Baseball Victoria is responsible for selecting the Victoria Aces team that competed in the Claxton Shield; an annual, national baseball competition currently contested between the five mainland states of Australia. Baseball Victoria also governs all levels of baseball in the state, and directly runs the State Summer League (renamed the Baseball Victoria Summer League in 2010), considered to be the top level of competition in the state and the source of the majority of Australian-based players selected for the Victoria Aces.

==Victorian Baseball Today==
Baseball in Victoria is played all year round with two seasons - Summer and Winter.

===Summer Baseball in Victoria===

Summer Baseball is conducted between October and March. The Baseball Victoria Summer League (BVSL) has the direct authority over the competitions conducted within the summer season, with Baseball Victoria providing umbrella support. Competition matches are generally played within the metropolitan areas of Melbourne.

====Baseball Victoria Summer League====

The Baseball Victoria Summer League was formed in 2010 by Baseball Victoria and replaced the former Victorian State League and the Vodafone State League. Baseball Victoria rebranded the competition to comprise mainstream men's, women's, junior and Masters competitions.

===Winter Baseball in Victoria===

Winter Baseball is conducted between April and September. Regionally based Associations have the direct authority over the competitions conducted within the winter season, with Baseball Victoria providing umbrella support to other baseball activities, such as development and high performance programs.
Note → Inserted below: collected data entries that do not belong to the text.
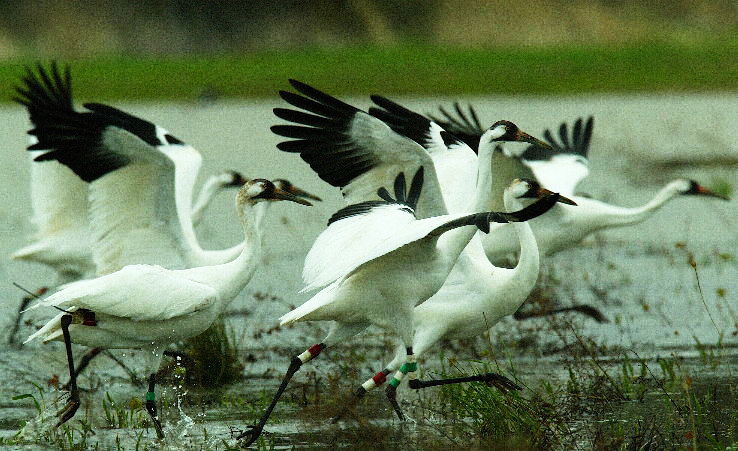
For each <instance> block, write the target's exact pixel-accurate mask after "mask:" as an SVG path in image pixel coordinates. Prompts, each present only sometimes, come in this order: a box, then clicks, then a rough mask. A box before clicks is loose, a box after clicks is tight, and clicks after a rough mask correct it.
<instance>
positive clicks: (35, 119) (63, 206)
mask: <svg viewBox="0 0 738 451" xmlns="http://www.w3.org/2000/svg"><path fill="white" fill-rule="evenodd" d="M38 72H39V76H38V77H37V76H36V75H34V73H33V72H32V71H31V70H30V69H27V70H26V74H25V75H24V76H23V78H22V83H23V85H22V86H19V87H17V88H16V96H15V97H14V100H16V101H17V102H20V103H22V104H23V105H25V106H26V109H27V110H28V116H29V119H30V120H31V123H32V124H33V125H34V126H35V125H36V120H37V119H38V117H39V114H41V112H42V111H43V110H45V109H47V108H53V107H55V108H59V109H61V110H64V109H66V110H70V111H71V110H73V107H72V85H71V76H70V73H69V69H68V68H67V69H66V70H64V72H63V73H62V72H61V71H60V70H59V67H57V65H56V64H55V63H52V65H51V70H50V71H49V72H48V73H47V72H46V71H45V70H44V69H43V67H41V66H39V68H38ZM29 138H30V139H29V141H30V142H29V145H34V144H36V142H37V140H36V138H35V137H33V136H31V137H29ZM34 157H35V155H31V160H32V161H31V205H32V208H33V223H34V224H35V225H36V228H37V231H38V235H39V236H49V235H55V234H58V233H62V232H64V231H66V230H86V228H87V185H86V184H85V183H84V182H83V181H82V180H80V179H79V178H78V177H77V176H76V175H74V173H73V172H72V171H70V170H69V169H68V168H66V167H64V166H63V165H61V164H59V163H56V162H54V163H49V164H38V163H33V158H34Z"/></svg>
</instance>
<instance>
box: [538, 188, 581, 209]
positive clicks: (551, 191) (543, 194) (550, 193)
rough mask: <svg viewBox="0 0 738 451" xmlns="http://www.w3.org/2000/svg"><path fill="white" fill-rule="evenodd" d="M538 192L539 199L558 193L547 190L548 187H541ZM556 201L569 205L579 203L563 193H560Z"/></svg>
mask: <svg viewBox="0 0 738 451" xmlns="http://www.w3.org/2000/svg"><path fill="white" fill-rule="evenodd" d="M537 194H538V198H539V199H542V198H544V197H546V196H550V195H551V194H557V193H554V192H553V191H550V190H547V189H546V188H541V189H539V190H538V193H537ZM556 202H561V203H562V204H567V205H574V206H576V205H577V203H576V202H574V201H573V200H571V199H569V198H568V197H566V196H562V195H561V194H559V198H558V200H557V201H556Z"/></svg>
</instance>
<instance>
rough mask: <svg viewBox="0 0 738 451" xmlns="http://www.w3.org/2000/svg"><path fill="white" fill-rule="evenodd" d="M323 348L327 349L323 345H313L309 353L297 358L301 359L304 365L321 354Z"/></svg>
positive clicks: (301, 361) (303, 353) (308, 350)
mask: <svg viewBox="0 0 738 451" xmlns="http://www.w3.org/2000/svg"><path fill="white" fill-rule="evenodd" d="M323 348H325V345H324V344H323V343H318V344H317V345H312V346H310V348H308V350H307V351H305V352H303V353H302V354H300V355H298V356H297V358H298V359H300V361H301V362H302V363H306V362H309V361H310V360H312V359H314V358H315V357H316V356H317V355H318V354H320V352H321V351H322V350H323Z"/></svg>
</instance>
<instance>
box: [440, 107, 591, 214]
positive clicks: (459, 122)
mask: <svg viewBox="0 0 738 451" xmlns="http://www.w3.org/2000/svg"><path fill="white" fill-rule="evenodd" d="M454 110H455V112H456V113H455V114H453V113H450V112H448V111H446V110H444V109H443V108H442V107H441V108H440V114H441V116H439V117H440V118H435V117H433V116H431V118H432V119H433V120H434V121H435V122H437V123H438V124H439V125H440V126H441V127H443V129H444V130H447V131H448V132H450V133H452V134H454V135H455V136H457V137H458V138H459V139H461V140H463V141H464V142H466V143H467V144H468V145H469V146H470V147H471V148H473V149H476V148H477V147H478V145H479V139H480V137H481V136H482V134H484V129H483V128H482V127H481V125H480V122H479V118H478V116H477V113H476V111H475V110H474V108H473V107H472V106H471V105H470V106H469V112H468V113H465V112H464V111H463V109H462V108H461V106H460V105H459V104H458V103H455V104H454ZM592 127H593V118H592V117H589V118H588V119H587V121H586V122H585V123H583V122H582V119H581V118H579V119H577V120H576V121H575V123H574V126H573V129H572V134H571V138H570V137H569V132H568V126H567V124H566V123H562V124H561V125H560V126H559V139H560V141H561V142H560V143H559V142H557V140H556V139H554V137H553V135H552V133H551V131H550V130H546V131H545V132H544V136H545V138H546V141H548V143H549V144H550V145H551V146H552V147H553V151H552V150H543V149H540V148H538V147H536V146H529V147H528V148H526V149H525V150H524V151H523V152H522V153H521V154H517V155H516V154H513V153H511V152H508V149H505V150H502V148H500V150H501V151H500V152H496V153H495V155H494V156H493V160H492V173H493V174H494V180H493V181H492V191H493V199H494V200H493V203H492V204H490V205H489V208H491V209H493V210H503V209H504V204H503V202H502V195H503V192H504V190H505V188H506V187H507V186H508V185H510V182H512V181H513V180H514V179H516V178H531V179H535V180H537V181H538V182H539V183H540V184H541V185H542V186H544V187H545V188H547V189H550V190H552V191H556V192H559V193H561V194H563V195H565V196H571V195H573V194H574V191H575V189H576V187H577V185H578V184H579V182H581V181H582V179H584V178H585V177H586V176H587V175H588V174H589V162H588V160H587V153H588V151H589V143H590V140H591V137H592ZM437 170H438V166H437ZM438 171H439V174H440V170H438ZM439 177H440V176H439ZM442 186H443V185H442Z"/></svg>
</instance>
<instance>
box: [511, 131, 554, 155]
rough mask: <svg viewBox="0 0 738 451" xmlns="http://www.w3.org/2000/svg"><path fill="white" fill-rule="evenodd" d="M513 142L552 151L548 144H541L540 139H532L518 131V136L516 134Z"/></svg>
mask: <svg viewBox="0 0 738 451" xmlns="http://www.w3.org/2000/svg"><path fill="white" fill-rule="evenodd" d="M515 140H516V141H522V142H527V143H531V144H533V145H534V146H538V147H543V148H544V149H548V150H553V147H551V145H550V144H548V143H546V142H543V141H541V140H540V139H538V138H535V137H533V136H531V135H529V134H527V133H525V132H524V131H522V130H518V134H517V136H515Z"/></svg>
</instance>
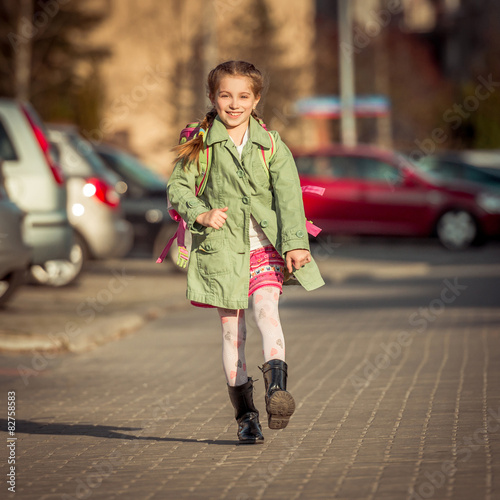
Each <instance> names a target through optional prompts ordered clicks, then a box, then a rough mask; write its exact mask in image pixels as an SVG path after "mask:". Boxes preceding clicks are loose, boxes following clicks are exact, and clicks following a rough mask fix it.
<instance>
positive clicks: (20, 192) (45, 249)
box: [0, 98, 73, 284]
mask: <svg viewBox="0 0 500 500" xmlns="http://www.w3.org/2000/svg"><path fill="white" fill-rule="evenodd" d="M0 157H2V158H3V160H4V161H3V168H2V171H3V175H4V178H5V188H6V190H7V193H8V195H9V198H10V199H11V200H12V201H13V202H14V203H15V204H16V205H17V206H18V207H19V208H20V209H21V210H22V211H23V212H25V213H26V217H25V218H24V221H23V237H24V241H25V243H26V244H27V245H29V246H31V247H32V248H33V254H32V262H31V263H32V271H33V270H35V269H39V270H41V271H43V273H44V274H45V275H49V276H50V280H48V283H49V284H61V283H59V282H58V278H59V276H60V271H61V269H60V267H59V266H57V265H55V266H54V265H52V264H53V263H54V262H58V261H59V260H64V259H68V258H69V256H70V253H71V248H72V245H73V229H72V227H71V225H70V224H69V221H68V217H67V213H66V186H65V182H64V177H63V174H62V171H61V170H60V167H59V166H58V165H57V163H56V162H55V161H54V157H53V155H52V151H51V148H50V145H49V142H48V140H47V136H46V132H45V129H44V126H43V124H42V122H41V121H40V119H39V117H38V115H37V114H36V113H35V111H34V110H33V108H32V107H31V106H30V105H29V104H25V103H20V102H18V101H16V100H14V99H7V98H1V99H0ZM35 279H36V278H35ZM62 284H65V283H62Z"/></svg>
Victorian Baseball during the winter is played across eight Leagues and Associations. Each League and Association is responsible for the competitions within their local areas.

Affiliated Winter Competitions
| Ballarat Baseball Association | Bendigo Baseball Association |
| Dandenong Baseball Association | Geelong Baseball Association |
| Latrobe Valley Baseball Association | Melbourne Winter Baseball League |
| North Eastern Baseball Association | Sunraysia Baseball League |

Baseball Victoria also stage the State Winter Championships which matches representative teams from each League and Association. While being competitive is a high priority, it is just as important to have fun and enjoy a weekend of baseball in a relaxed environment.

====Melbourne Winter Baseball League====

The Melbourne Winter Baseball League, formerly the Victorian Winter Baseball League, is the biggest winter baseball league in Victoria. It is run by Baseball Victoria as of 2010 after it took control from the VPBL after a Memorandum of Understanding. There are 25 different clubs, fielding teams in five grades from A to E. Every Grade has a reserves as well.

The Melbourne Winter Baseball League is made up from two leagues. One being the Ringwood District Baseball League and the other, Diamond Valley Baseball League. This is more important for juniors as junior teams only play teams in their own district. Except for under 17s where both districts play each other. At the state winter championships these two districts play against each other

====Geelong Winter Baseball League====
The Geelong Winter League, is run by the Geelong Baseball Association (GBA) and based in Geelong, Victoria. The GBA is affiliated with Baseball Victoria.

Established in 1937, the GBA offers senior and junior competitions to clubs and teams from metropolitan Geelong, Colac, Werribee, Bacchus Marsh, Lara, Newport and Ballarat. Competition is conducted from early April through to September.